This was meant to be a haibun. After the
first sentence, I folded the list of rules into a sparrow. I go for a walk,
pass by the place where people write haiku
and roll juxtaposition into irony
as they eat their meals with the wrong
ends of their chopsticks.
he lifts gari with his left hand—
a slot machine jangles
A patron’s nearly full dish of wasabi sits amongst sushi platters that, except
for the left behind rice-explosions,
have been emptied. Around the corner,
a shaman stands near the clocktower
where the grass has died from a winter’s salting. The shadow of a ginkgo leaf flutters on his face like the wings of Buson’s moth. I want to turn off all the lights so that it can see.
The systems are broken. ****. The systems are failing.
Further up Beverly St., an autistic boy
plays with Lego on a front porch. I try to remember his true name, and hope that
he can help break down the foundations, raindance his mind around the blocks’

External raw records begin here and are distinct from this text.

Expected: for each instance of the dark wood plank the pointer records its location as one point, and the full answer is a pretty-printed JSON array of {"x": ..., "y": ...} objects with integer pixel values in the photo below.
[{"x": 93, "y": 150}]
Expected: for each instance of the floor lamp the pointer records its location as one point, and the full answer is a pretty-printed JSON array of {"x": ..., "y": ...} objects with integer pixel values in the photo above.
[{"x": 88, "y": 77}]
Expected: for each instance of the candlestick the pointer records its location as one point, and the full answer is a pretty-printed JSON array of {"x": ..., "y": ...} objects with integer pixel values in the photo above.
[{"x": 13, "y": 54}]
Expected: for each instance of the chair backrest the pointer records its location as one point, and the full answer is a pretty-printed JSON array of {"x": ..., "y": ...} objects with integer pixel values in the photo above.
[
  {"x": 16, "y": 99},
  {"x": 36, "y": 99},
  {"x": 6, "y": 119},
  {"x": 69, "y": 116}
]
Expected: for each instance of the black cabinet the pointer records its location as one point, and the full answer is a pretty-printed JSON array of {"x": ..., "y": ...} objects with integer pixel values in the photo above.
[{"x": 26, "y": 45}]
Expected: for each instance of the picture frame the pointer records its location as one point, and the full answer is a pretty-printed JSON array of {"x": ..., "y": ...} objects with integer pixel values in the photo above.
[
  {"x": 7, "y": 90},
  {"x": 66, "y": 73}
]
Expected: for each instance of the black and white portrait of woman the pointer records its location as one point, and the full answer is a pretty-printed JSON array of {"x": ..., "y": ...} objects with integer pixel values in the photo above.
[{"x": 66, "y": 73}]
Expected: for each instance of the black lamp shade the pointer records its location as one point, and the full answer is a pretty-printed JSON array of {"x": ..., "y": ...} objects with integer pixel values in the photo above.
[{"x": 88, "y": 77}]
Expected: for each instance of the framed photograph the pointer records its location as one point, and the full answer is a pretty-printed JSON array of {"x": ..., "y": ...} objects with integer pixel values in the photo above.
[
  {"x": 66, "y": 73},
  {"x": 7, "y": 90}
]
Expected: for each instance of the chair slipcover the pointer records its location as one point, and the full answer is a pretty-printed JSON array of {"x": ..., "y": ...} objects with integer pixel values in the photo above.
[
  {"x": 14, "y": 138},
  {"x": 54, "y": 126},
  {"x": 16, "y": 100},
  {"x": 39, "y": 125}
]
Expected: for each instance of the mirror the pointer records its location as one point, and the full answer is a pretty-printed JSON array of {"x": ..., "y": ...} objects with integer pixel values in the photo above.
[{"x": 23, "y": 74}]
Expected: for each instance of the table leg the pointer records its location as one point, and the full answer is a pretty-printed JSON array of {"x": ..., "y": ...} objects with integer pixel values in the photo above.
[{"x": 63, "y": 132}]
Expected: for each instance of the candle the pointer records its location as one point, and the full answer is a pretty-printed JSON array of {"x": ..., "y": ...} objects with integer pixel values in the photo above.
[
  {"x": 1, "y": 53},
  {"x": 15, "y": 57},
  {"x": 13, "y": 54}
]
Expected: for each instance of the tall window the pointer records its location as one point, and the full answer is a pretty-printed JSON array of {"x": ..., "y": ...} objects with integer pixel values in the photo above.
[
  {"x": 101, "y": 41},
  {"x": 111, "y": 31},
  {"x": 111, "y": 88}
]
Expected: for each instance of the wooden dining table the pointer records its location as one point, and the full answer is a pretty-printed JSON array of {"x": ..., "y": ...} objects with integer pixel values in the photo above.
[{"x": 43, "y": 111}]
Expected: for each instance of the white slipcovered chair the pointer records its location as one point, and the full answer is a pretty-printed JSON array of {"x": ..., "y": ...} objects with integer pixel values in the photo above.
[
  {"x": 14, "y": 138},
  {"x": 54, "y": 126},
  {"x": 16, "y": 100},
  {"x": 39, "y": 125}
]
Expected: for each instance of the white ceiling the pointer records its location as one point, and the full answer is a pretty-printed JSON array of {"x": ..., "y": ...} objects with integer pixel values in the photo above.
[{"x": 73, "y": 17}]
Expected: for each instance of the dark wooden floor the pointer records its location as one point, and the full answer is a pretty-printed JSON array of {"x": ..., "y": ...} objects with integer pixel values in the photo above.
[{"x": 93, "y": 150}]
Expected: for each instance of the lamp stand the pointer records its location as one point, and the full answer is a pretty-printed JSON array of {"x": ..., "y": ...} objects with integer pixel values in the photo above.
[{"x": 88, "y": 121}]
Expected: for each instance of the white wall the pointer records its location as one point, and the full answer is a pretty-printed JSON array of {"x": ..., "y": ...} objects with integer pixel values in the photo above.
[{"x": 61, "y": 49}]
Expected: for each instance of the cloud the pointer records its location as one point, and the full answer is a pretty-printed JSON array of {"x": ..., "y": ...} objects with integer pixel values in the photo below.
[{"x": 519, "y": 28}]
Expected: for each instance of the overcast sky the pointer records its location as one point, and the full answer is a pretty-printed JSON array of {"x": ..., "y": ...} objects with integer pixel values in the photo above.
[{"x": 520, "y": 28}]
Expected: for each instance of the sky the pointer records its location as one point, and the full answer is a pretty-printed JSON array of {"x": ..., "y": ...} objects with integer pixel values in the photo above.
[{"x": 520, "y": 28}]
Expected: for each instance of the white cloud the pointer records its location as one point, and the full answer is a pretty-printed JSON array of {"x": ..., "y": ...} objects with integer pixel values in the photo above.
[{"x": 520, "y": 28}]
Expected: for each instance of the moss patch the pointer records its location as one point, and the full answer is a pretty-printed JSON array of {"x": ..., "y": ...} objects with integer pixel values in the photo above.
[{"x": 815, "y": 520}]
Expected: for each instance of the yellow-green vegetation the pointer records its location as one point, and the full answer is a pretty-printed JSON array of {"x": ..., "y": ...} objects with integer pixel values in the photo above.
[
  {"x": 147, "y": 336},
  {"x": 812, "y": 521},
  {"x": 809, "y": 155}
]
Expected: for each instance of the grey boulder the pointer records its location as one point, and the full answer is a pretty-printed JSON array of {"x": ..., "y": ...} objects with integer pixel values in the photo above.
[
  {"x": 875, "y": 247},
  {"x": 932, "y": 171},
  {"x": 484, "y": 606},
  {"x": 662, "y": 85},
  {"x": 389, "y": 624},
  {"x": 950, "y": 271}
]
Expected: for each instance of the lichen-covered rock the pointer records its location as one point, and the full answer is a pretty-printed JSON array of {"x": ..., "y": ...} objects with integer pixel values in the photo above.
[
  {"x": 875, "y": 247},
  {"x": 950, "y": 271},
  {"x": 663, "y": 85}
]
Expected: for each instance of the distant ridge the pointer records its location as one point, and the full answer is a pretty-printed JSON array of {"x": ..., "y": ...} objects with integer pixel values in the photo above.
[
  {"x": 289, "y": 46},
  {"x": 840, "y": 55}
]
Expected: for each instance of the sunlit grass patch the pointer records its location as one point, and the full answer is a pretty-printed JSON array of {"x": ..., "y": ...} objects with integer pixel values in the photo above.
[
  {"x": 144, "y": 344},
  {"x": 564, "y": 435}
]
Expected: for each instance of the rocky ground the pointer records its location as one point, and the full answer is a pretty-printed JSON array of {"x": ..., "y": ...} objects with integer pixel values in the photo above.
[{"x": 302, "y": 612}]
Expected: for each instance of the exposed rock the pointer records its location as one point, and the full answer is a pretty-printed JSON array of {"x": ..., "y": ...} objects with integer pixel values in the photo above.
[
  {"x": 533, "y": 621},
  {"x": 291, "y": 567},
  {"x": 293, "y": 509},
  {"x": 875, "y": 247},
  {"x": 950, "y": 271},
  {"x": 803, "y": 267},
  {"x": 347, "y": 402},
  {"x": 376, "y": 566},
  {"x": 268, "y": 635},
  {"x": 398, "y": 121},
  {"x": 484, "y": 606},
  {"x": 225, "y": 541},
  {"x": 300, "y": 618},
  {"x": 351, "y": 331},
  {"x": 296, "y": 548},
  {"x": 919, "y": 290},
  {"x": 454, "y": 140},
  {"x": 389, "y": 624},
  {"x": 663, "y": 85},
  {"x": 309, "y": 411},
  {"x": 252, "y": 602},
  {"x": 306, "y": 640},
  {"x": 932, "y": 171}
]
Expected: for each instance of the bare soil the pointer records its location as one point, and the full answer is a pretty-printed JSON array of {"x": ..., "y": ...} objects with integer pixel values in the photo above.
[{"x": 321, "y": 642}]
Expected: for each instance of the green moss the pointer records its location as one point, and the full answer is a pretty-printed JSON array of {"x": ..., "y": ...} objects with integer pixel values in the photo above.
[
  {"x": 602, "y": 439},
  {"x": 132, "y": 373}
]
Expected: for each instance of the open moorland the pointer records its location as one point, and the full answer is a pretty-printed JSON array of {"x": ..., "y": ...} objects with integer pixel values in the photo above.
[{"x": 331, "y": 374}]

angles and lines to solve an equation with a variable that is the shaman understanding
why the boy pretends to not see us.
Turn off the lights so that we can see.
06 14 2017
First published in SWITCH Poetry/Prose No 4,
07 2017
Being my own worst critic, I'm offering myself some love in tinkering and modifying. I need to reformat pieces as the original formatting can't be replicated here.